Bay area painter Jose Arenas recently completed a mural commission in his hometown neighborhood of downtown San Jose, now the up and coming art district of the United States’ 10th largest city. Arenas is art faculty at Foothill College in Los Altos Hills, California; a graduate of the San Francisco Art Institute and UC Davis, where he completed his MFA in 2000. He is currently represented by Hang Gallery in San Francisco. This interview was conducted at the completion of the San Jose mural, and will be included in a monograph of Arenas’ work to be published in early 2010 by Hunger Button Books.

Whirligig: You’ve just completed a mural in downtown San Jose that is 16 feet high by 108 feet long. How does that feel?
José: It feels pretty good especially now that it’s done. I now have time to look back and reflect on what happened in the last two months. I was really excited to work with other people. I usually don’t get that when working in the studio, in there it’s mostly alone time. So I got to work with a great team for about six weeks and at the end of the project we held an unveiling party. It was a really good way to give thanks to all of them for being involved in such a big project.
Whirligig: Talk about your process in both developing the imagery and in painting the mural.
José: The call for entries involved submitting a packet that included one’s work, a resume, statement, and letter of intent. The statement and letter were instrumental in articulating my own history and connection to San Jose. After I was accepted, there were two designs that were expected of me within about three weeks. I wrote in the statement that I was pretty much of a downtown (San Jose) kid for most of my childhood years. So I went back to that statement and remembered what drew me to that area. I guess I was doing a bit of reminiscing because I was thinking back to when I was a kid.
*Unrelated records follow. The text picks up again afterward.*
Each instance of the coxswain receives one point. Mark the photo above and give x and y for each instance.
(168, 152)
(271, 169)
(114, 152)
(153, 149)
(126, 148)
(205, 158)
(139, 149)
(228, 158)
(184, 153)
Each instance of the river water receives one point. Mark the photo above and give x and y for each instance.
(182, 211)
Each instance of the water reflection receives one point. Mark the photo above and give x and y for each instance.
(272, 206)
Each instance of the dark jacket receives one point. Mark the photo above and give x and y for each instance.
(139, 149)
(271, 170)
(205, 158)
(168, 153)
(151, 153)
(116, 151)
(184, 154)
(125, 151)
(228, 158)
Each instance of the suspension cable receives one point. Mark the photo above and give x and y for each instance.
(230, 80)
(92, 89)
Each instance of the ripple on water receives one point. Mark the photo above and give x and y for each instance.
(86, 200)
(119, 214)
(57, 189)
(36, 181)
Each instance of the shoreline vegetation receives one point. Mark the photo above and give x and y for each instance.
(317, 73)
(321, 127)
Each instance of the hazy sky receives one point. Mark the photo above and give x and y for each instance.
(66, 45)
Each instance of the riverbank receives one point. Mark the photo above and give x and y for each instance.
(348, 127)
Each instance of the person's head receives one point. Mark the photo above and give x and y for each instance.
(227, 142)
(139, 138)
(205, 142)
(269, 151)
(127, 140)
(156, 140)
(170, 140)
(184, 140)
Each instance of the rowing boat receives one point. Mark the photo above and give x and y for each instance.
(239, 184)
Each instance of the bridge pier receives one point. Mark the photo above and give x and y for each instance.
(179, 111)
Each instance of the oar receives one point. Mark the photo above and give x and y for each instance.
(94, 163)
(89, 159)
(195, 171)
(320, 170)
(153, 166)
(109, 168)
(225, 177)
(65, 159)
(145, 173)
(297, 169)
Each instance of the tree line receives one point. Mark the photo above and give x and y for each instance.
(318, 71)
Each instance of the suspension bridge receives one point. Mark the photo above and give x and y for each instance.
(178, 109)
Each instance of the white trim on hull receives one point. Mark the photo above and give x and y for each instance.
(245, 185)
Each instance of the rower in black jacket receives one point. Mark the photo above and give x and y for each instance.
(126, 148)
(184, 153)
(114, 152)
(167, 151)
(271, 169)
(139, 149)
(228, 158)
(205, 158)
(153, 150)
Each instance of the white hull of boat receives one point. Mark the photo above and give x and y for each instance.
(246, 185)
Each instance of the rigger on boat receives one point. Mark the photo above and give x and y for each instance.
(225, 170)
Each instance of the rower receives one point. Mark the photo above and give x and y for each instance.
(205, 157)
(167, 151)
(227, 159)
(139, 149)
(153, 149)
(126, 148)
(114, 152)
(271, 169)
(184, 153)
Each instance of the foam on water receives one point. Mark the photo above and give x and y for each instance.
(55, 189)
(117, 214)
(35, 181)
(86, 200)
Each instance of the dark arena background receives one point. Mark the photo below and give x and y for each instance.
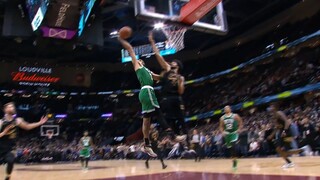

When I started working on the design I used Photoshop, which for me was a relatively new way to put my ideas together. Typically the way I worked before was a collage cut and paste method where I had a blank sheet of paper and I would move images around to see how they formed relationships. What I ended up doing this time was cutting and pasting various elements from very specific sources. If I had an idea of a flower, I searched it out or I would scan it from a variety of book sources and then manipulate it in Photoshop so that it changed, and then I would incorporate it into the larger idea that I was working on. So it was a bit of a new way for me to work.